Alan Johnson warns against scale of spending cuts plans
Shadow chancellor Alan Johnson has accused the coalition of basing their timetable for spending cuts on the next election rather than on economics.
Mr Johnson, setting out Labour's position ahead of Wednesday's Spending Review, said ministers would be taking a "huge gamble with growth and jobs".
He said Labour would halve, rather than eradicate, the deficit by 2013/14.
In his central London speech he said banks should contribute around £7.5bn to cutting the deficit by 2015.
"The banking sector is contributing £2.4bn whilst child benefit freezes and cuts will raise substantially more, so families take the strain while bankers grab the bonuses," he said.
"There's no justification for such an unfair sharing of the burden, so we will ask the government to think again and come forward with proposals for the banks to make a greater contribution."
He told BBC Radio 4's The World at One that Labour now wants a greater share of money to cut the deficit from tax rises rather than spending cuts - 60% from spending cuts and 40% from tax rises, compared with pre-election plans of 66% to 33%.
The additional taxation would come from a bank levy, the capital gains tax increase and the increase in the threshold on working tax credits the coalition has brought in.
"This would make it around 60-40 but we're being very very clear here - we're not looking at people's personal taxation," he told the BBC.
The coalition's plans will see spending cuts making up about three-quarters of the deficit eradication programme, with tax rises accounting for the rest.
End Quote Nick Robinson BBC political editor
For the moment, I see more politics than economics here”
Mr Johnson said in his speech: "The coalition's austerity strategy amounts to a huge risk with growth and jobs.
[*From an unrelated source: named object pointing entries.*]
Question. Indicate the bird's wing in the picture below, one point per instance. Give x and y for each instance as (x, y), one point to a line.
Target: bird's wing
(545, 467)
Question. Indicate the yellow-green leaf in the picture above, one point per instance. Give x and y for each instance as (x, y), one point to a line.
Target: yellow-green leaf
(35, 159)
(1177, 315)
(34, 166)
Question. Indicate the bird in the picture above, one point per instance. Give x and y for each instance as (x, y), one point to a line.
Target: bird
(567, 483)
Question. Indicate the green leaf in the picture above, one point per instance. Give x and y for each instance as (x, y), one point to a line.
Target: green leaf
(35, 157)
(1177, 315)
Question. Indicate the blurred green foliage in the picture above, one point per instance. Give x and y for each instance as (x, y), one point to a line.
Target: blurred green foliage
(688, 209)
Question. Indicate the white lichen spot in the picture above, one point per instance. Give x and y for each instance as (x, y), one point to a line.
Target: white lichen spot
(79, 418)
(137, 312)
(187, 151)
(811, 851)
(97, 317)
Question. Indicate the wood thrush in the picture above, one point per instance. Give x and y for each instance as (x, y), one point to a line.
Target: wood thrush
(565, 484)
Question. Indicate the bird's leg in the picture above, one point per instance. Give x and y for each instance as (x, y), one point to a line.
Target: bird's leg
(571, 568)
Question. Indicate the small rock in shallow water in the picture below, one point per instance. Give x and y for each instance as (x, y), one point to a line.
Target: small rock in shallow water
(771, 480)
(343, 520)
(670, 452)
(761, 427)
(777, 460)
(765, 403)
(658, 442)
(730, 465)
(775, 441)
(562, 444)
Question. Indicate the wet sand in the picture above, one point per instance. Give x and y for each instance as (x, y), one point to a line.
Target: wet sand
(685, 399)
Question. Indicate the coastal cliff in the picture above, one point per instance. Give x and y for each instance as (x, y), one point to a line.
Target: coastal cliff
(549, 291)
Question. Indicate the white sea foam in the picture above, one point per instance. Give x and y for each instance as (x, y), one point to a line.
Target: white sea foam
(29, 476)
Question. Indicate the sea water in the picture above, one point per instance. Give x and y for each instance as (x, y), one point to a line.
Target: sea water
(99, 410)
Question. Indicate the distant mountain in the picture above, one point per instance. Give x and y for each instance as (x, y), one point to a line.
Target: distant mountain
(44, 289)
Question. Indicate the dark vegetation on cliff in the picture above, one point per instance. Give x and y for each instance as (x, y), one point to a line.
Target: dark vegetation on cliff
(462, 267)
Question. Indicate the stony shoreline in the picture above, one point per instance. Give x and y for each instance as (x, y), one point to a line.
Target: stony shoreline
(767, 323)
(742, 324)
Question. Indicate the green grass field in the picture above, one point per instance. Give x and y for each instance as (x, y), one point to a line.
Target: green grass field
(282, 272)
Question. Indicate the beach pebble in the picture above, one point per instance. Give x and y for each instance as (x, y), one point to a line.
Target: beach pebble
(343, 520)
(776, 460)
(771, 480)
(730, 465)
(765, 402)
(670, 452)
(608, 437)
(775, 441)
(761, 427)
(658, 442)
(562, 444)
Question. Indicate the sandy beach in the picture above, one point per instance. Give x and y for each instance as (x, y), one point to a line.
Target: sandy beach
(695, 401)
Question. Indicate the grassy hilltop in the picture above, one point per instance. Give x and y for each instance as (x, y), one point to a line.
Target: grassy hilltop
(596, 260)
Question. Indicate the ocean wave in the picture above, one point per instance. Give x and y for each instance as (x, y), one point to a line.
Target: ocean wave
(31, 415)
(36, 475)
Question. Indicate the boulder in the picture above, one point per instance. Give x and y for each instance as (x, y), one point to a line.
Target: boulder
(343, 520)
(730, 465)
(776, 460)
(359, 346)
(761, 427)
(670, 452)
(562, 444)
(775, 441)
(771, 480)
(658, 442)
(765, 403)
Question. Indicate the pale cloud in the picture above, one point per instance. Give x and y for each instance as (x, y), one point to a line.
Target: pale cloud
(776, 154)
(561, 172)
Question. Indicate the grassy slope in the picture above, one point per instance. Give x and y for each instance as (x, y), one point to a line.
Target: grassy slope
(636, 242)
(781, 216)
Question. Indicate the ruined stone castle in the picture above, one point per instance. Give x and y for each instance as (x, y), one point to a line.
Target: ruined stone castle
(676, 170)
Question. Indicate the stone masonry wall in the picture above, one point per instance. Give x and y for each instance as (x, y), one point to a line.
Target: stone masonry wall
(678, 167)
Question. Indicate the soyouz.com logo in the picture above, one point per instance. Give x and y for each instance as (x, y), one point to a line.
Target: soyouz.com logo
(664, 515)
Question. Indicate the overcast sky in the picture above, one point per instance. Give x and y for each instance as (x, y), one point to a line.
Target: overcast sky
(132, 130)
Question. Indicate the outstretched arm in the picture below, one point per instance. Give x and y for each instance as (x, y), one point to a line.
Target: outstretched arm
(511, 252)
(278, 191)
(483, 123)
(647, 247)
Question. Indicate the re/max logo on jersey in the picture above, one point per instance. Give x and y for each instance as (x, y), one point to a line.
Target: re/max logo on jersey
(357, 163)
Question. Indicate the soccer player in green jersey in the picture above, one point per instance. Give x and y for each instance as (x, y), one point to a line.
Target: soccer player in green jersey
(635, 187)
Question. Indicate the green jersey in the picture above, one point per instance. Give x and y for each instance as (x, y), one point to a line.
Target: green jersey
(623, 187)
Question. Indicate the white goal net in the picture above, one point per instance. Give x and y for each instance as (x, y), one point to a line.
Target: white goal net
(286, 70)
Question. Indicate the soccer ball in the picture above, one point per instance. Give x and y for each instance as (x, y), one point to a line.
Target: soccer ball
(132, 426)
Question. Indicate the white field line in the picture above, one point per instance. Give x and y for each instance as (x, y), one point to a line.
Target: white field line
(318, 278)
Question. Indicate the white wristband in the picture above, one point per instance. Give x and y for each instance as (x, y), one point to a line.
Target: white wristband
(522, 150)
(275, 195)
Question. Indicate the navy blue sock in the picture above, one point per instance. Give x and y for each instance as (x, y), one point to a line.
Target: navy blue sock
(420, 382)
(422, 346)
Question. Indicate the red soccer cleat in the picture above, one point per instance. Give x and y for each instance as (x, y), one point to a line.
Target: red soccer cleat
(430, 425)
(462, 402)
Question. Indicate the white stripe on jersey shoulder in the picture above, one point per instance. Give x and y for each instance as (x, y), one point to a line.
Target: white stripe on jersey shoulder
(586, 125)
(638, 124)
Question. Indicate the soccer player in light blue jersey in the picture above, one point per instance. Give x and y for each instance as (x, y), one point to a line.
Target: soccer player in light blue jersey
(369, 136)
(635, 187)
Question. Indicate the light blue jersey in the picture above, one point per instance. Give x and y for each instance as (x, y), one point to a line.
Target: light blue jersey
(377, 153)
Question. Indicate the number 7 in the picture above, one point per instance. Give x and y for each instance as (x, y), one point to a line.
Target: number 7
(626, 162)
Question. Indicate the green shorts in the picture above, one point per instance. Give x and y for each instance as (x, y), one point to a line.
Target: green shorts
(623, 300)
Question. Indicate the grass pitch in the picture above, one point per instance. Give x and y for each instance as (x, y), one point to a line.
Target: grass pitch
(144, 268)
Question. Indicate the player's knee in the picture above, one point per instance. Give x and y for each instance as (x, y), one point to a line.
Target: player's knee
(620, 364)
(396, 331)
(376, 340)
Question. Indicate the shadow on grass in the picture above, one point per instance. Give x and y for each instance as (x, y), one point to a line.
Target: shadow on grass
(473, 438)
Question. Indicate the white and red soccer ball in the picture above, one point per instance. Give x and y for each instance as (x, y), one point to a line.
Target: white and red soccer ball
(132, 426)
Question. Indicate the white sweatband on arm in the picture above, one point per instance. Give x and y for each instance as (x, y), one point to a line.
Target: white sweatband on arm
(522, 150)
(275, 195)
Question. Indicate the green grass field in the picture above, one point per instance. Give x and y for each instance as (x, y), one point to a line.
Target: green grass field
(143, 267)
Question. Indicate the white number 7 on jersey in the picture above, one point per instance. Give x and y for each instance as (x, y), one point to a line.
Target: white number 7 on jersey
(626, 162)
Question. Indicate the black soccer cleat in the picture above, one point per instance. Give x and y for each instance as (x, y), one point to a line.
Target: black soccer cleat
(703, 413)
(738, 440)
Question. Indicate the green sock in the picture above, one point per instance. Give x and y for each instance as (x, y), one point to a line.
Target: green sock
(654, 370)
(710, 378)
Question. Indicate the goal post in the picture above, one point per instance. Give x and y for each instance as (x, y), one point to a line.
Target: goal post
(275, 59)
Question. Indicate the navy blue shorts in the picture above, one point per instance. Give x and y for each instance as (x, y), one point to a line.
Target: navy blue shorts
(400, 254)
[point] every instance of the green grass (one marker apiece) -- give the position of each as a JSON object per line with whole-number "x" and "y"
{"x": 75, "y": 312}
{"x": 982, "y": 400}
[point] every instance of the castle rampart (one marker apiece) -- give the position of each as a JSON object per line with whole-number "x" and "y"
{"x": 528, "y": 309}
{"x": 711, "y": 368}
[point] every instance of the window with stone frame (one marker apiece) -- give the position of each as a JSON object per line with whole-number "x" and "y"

By going hell-for-leather on cuts at a time when the private sector cannot be expected pick up the slack, they run the risk of leaving us with higher unemployment, deprived communities and a diminished society.
"And it will make getting the deficit down harder. Taking a slower, less-damaging route, as we propose, provides a credible plan; securing growth and protecting public services.
"Requiring a greater contribution from the banks and tough choices on spending and welfare. So there is another way, and the government needs to unlash itself from the mast and take a new direction."
Chancellor George Osborne has accused Labour of being "in denial" about the deficit, and insisted the cuts were needed to provide a brighter future for the UK economy.
Mr Osborne also received the backing of the leaders of 35 of the UK's biggest companies for his spending cuts plans in a letter to Monday's Daily Telegraph.